First introduced to South America by French Agronomist Miguel Pouget in the 1850’s, Argentina’s signature Malbec grape has gone through numerous cycles of being in and out of commercial favour. For most of the 20th-century, Argentinean winemakers were focused on outputting vast volumes of bulk wine for local consumption, and Malbec was often just used to bolster the colour and body of these low-grade blends. Following from generations of experience, the adapted cultivars of the Malbec grape gradually revealed their potential for yielding premium grades of varietal wine that was suitable for a highly competitive international marketplace. From it transplanted roots in the French Cahors region to thriving in now famed Mendoza, the hearty, thick-skinned variety has endured–becoming a go-to favourite for lovers of big-bodied, highly characterful red wine.
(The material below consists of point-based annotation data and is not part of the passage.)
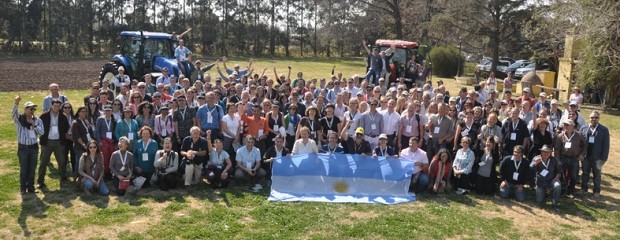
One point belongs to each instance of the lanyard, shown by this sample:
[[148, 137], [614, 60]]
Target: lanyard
[[123, 158], [330, 123], [108, 123], [145, 146], [517, 165]]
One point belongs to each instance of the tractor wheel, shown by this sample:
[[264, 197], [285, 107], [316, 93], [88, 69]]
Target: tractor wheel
[[108, 71]]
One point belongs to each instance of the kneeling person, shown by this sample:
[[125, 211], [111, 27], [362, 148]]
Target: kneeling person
[[248, 163]]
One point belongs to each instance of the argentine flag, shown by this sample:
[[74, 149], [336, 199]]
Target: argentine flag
[[341, 178]]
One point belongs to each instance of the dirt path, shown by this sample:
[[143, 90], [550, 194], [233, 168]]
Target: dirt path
[[36, 73]]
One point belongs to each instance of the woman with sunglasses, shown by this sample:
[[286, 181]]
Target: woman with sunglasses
[[146, 115], [91, 170], [67, 110], [81, 131]]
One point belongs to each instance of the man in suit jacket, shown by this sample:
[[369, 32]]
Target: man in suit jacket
[[597, 140], [53, 140]]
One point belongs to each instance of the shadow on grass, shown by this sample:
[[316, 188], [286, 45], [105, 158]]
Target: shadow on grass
[[32, 206]]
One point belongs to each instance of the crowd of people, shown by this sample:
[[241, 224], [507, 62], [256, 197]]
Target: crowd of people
[[173, 132]]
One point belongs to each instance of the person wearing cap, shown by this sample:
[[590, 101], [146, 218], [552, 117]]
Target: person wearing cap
[[555, 114], [163, 125], [526, 95], [357, 144], [570, 148], [513, 172], [514, 132], [383, 150], [441, 129], [56, 126], [419, 179], [120, 78], [198, 73], [104, 135], [127, 127], [210, 116], [548, 171], [597, 139], [542, 102], [94, 93], [372, 122], [576, 96]]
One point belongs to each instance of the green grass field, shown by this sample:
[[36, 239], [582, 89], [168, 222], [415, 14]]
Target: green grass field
[[64, 212]]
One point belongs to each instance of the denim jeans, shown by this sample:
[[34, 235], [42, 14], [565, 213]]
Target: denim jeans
[[27, 155], [103, 189], [589, 165]]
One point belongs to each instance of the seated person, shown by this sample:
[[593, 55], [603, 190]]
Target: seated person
[[332, 144], [355, 145], [219, 164], [193, 150], [304, 144], [278, 150], [419, 180], [440, 170], [513, 172], [548, 171], [248, 164], [383, 150], [167, 165]]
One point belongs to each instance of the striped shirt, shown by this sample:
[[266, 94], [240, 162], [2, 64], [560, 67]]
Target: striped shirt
[[27, 136]]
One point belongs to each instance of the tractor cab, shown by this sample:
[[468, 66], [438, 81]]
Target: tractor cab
[[403, 53], [141, 53]]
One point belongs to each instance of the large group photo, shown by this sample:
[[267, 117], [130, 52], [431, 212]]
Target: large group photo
[[162, 126]]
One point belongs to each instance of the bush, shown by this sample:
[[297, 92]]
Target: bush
[[445, 61]]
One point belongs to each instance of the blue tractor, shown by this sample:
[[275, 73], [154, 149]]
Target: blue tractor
[[141, 53]]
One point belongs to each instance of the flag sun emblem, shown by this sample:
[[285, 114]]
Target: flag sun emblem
[[341, 186]]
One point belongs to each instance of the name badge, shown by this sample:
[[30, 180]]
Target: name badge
[[209, 118], [34, 135], [54, 130]]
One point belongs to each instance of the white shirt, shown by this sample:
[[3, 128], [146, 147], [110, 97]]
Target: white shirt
[[300, 148], [419, 156], [232, 124], [390, 122]]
Centred in the city of Maipú at the foot of the iconic Andean mountains, Bodega Trapiche is no Argentinean upstart as it received its first international award in Paris in 1889. From its modest beginnings in 1883 as a small plot called El Trapiche, the winery has consistently been an innovative force in developing Argentina’s wine industry. It even built a railway link to the capital, Buenos Aires, to better ensure the timely delivery of wine to market. Building on these successes, Trapiche now oversees 1,255 hectares of vineyards and works collaboratively with 300 other local growers. It’s also managed to become a leading South American influence on applying biodynamic farming practices that aim to preserve the natural balance of both the fruit crops and their surrounding ecosystems. In gradually eliminating the use of chemicals, herbicides and fungicides, the strategy is desirable for both ecological sustainability and the payoff of producing wines that are more representative of the regional terroir. And, so it does!
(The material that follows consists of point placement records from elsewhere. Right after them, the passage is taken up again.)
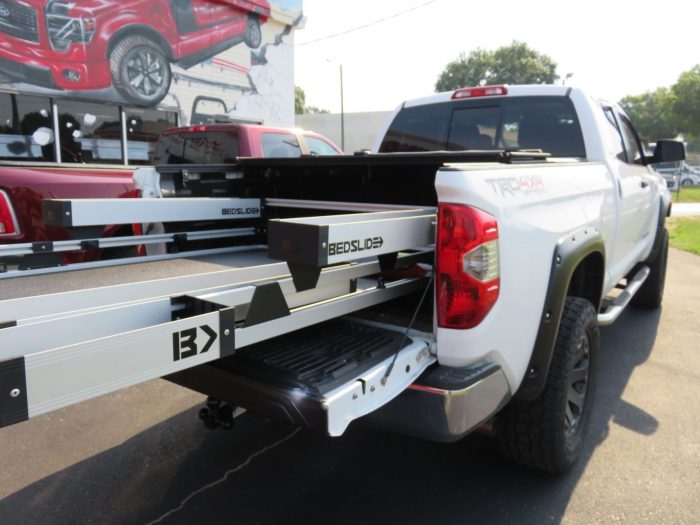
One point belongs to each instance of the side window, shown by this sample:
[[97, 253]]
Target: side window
[[633, 147], [89, 132], [143, 126], [26, 128], [420, 128], [473, 128], [319, 147], [280, 145], [614, 138]]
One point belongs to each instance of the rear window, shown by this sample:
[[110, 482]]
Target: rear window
[[546, 123], [280, 145], [209, 147]]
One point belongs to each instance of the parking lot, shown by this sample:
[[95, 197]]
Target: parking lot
[[142, 456]]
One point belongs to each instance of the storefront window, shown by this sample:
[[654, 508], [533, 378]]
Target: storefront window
[[89, 132], [143, 126], [26, 128]]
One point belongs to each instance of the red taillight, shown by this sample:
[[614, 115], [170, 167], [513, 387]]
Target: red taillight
[[468, 278], [8, 221], [482, 91]]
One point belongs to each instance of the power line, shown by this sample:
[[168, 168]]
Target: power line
[[395, 15]]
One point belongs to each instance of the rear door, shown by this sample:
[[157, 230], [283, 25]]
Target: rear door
[[634, 190]]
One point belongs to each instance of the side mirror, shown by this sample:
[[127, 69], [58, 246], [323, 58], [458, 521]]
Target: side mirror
[[667, 151]]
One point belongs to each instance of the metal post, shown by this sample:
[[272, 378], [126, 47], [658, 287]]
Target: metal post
[[342, 112]]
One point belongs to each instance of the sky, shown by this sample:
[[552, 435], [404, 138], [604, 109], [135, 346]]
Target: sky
[[612, 48]]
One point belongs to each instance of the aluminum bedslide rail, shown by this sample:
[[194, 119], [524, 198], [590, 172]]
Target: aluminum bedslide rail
[[83, 345]]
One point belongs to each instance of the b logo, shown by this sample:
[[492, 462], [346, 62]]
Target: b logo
[[185, 342]]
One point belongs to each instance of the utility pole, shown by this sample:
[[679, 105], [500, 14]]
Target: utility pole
[[342, 112]]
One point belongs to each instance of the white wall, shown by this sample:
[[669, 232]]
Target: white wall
[[361, 129]]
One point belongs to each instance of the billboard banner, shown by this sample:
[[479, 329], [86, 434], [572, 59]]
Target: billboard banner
[[202, 57]]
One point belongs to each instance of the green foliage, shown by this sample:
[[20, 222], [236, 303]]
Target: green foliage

For this week’s DéClassé recommended bottling of Trapiche Medalla Malbec 2014, the grapes are selectively sourced from vineyards in the higher elevations of the Uco Valley–a sub-region that’s particularly conducive to cultivating fulsome yet still fresh versions of this wine style. If you are already a Malbec fan, then you’re unlikely to find a more over-achieving bottle at this modest price-point. If it’s time to top up your longer-term cellar stock on a budget, then this addition will become even more rounded over the coming 2–5yrs. If you’re incapable of waiting, then fully decant an hour or so in advance of enjoying. I doubt you’ll be refilling much of it back into the bottle.
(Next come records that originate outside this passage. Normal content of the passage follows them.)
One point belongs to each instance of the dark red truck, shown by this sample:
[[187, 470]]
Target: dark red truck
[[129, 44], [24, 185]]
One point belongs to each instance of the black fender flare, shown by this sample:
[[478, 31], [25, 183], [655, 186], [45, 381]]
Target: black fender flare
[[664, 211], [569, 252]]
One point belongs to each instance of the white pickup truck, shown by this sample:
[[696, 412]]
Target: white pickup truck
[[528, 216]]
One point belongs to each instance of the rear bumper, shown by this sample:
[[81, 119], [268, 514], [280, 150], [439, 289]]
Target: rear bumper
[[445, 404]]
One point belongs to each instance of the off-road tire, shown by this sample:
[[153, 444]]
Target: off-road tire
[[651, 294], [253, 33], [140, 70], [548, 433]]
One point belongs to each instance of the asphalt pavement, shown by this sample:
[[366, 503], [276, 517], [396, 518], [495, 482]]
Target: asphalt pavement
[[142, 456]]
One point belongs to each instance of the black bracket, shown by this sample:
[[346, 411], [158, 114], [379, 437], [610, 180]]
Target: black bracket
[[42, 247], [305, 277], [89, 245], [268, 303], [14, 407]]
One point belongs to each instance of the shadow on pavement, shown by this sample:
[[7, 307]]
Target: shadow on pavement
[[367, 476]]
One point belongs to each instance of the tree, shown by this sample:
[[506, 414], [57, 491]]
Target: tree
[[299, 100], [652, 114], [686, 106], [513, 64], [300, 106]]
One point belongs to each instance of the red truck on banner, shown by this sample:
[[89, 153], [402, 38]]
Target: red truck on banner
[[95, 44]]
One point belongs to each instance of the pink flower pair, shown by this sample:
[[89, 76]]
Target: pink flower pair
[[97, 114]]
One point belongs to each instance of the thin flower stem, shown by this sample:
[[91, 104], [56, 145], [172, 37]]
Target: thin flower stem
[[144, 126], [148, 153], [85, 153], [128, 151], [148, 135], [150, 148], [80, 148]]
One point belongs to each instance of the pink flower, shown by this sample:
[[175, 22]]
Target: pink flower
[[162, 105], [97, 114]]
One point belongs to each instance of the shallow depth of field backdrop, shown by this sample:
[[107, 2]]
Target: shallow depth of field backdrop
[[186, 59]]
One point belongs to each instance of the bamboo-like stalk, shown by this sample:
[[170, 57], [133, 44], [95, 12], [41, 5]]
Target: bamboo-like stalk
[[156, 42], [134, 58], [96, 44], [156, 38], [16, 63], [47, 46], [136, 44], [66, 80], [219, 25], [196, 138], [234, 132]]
TRAPICHE MEDALLA MALBEC 2014
Vintages/LCBO – Product #547869 | 750 mL bottle
Price $17.00
14.5% Alcohol/Vol.
Sugar Content Descriptor: XD

Made in Mendoza, Argentina
By: Grupo Penaflor Sa
Release Date: September 1, 2018

Tasting Note
Along with its deep ruby colour, this wine has heady aromas and flavours of plum and blackberry fruits. Also, expect many of the classic Malbec spice and vanilla notes and a hint of smoky toast in among reasonably smooth tannins. Try serving with grilled meats, hearty stews, maple-roasted squash, spicy empanadas or mushroom risotto.

Tuscan Chianti Classico

Sangiovese Grosso, Sangiovese Piccolo, Sangioveto…is to name just a few of the aliases for this grape and its closely related cultivars; providing the core body for most Tuscan red wine recipes, and still reigning as the most consumed Italian wine at home and abroad. Dark blue-skinned Sangiovese takes its name from the Latin term, Sanguis Jovis (‘blood of Jove’), which is an exalted reference to both the elixir’s colour and its place in Europe’s pantheon of great grape species: Vitis Vinifera. It’s also the most widely cultivated variety in central Italy, with prolific vineyards in Lazio, Umbria, Marche and Tuscany combining for 95% of the world’s plantings–a largely unrivalled dominance by a major grape sourced from a single country. Over several hundred years, growers have steadily built up their expertise with ‘San-joh-vay-say.’ In particular, the stewarding of these slow-ripening fruit clusters through to a balanced maturity is an agricultural art that Tuscans have diligently become very, very good at!

fiascoes

In the vinicultural history of many old world regions, the development of a distinctive wine style that becomes immensely popular, aided by large yields of grapes that are well-suited to the terroir, adds up to a mixed record of glory times and a fair share of winemaking folly. The sometimes too-voluminous output of Tuscany’s Chianti is no exception. Happily, the mid-20th-century decades during which large commercial producers let loose far too much unremarkable bulk wine dressed up in attractively rotund flasks swaddled with woven straw called fiascos, are long gone. In the 21st century, a re-invigoration of a different sort has taken hold in the baseline winemaking practices of these lands and culture that were the birthplace of the Italian Renaissance. This time, Tuscan vintners are focused on advancing the competitive quality across all grades of their wine; from everyday offerings such as charmingly simple Chianti through to premium production of Vino Nobile di Montepulciano and Brunello. At the core of this shift is the general reduction of harvest yields by the growers–who themselves were instrumental in redefining the guidelines of Italy’s highest classification of quality: DOCG (Denominazione di Origine Controllata e Garantita). Too sad about the demise of the traditional straw wrapping, though, it was so rustically emblematic of Italian table wine for such a long time!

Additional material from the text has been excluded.